A Palazzo Bonaparte si è potuto evitare il danno proprio grazie ai sistemi che hanno reso efficace mediaticamente il gesto ma senza conseguenze all’arte. Come detto all’Ansa dalla presidente di Arthemisia Iole Siena, «visti i molteplici e recenti attentati al patrimonio artistico internazionale da parte di alcune associazioni ambientaliste, Arthemisia in accordo con il Kröller-Müller Museum e le Forze dell’Ordine, aveva già stabilito un protocollo di sicurezza e potenziato la stessa all’interno dello spazio espositivo aumentando i controlli in ingresso».
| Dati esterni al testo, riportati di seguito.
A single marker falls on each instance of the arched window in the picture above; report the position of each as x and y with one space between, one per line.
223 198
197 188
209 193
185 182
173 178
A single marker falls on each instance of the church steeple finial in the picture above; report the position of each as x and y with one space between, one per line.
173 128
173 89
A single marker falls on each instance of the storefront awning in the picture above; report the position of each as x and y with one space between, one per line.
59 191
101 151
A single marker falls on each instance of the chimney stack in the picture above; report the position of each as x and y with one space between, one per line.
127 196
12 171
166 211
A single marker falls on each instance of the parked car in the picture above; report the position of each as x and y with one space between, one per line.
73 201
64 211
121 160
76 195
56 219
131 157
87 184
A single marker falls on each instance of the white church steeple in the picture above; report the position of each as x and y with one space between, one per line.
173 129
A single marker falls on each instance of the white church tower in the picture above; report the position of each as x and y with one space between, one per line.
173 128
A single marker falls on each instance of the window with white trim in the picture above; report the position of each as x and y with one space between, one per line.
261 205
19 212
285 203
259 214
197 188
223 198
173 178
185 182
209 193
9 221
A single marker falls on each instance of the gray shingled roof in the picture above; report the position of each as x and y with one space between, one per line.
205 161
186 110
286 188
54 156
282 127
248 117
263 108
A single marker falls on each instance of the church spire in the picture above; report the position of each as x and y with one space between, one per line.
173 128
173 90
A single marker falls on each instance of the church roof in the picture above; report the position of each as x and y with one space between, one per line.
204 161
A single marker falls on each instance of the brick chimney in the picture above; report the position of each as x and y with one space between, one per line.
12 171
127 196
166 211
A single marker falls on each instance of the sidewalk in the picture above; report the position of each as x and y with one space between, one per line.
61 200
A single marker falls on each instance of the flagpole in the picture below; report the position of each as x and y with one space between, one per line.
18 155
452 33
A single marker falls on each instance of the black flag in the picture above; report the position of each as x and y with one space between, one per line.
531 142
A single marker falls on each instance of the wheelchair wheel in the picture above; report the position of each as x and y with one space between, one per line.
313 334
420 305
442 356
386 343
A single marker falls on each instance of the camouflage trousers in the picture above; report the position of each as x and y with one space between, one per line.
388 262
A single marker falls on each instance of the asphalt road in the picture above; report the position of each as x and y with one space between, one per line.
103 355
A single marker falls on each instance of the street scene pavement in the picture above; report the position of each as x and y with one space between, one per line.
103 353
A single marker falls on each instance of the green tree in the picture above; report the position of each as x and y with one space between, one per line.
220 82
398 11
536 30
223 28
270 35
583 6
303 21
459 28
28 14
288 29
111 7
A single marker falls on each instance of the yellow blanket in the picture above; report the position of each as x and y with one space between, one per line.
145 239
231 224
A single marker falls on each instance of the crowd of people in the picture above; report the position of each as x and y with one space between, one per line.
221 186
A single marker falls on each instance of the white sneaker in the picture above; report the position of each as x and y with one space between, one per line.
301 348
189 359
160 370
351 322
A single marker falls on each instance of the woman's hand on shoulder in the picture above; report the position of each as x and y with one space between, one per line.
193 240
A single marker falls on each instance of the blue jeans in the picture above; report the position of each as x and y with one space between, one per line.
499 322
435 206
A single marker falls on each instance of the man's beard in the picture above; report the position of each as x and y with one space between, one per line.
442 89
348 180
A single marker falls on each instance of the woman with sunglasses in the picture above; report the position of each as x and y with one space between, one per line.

Per questo Arthemisia precisa i fatti di ieri 4 novembre: «Alle ore 12.00 quattro ragazze di giovane età sono entrate in mostra separatamente, acquistando regolare biglietto d’ingresso. Non avevano borse né zaini, perchè il protocollo di sicurezza adottato prevede il deposito obbligatorio di tutti i contenitori voluminosi. Le ragazze si sono “mimetizzate” in un gruppo che stava effettuando la visita guidata alla mostra, e una volta di fronte al quadro hanno estratto repentinamente da sotto i vestiti due piccoli barattoli contenenti la zuppa di verdure e l’hanno lanciata verso il quadro. Non vi sono stati danni - sottolinea l’organizzazione culturale - sia perchè la quantità di liquido, grazie alle misure di sicurezza adottate, è stata minima, sia perchè il quadro era protetto da un vetro. Il dipinto non ha quindi subito alcun danno anche grazie alla tempestiva attuazione del protocollo di sicurezza e il conseguente intervento delle Forze dell’Ordine che hanno così consentito una rapida rimozione dell’opera dalla sua sede per i dovuti accertamenti e rilevamenti dello stato di conservazione in un luogo deputato».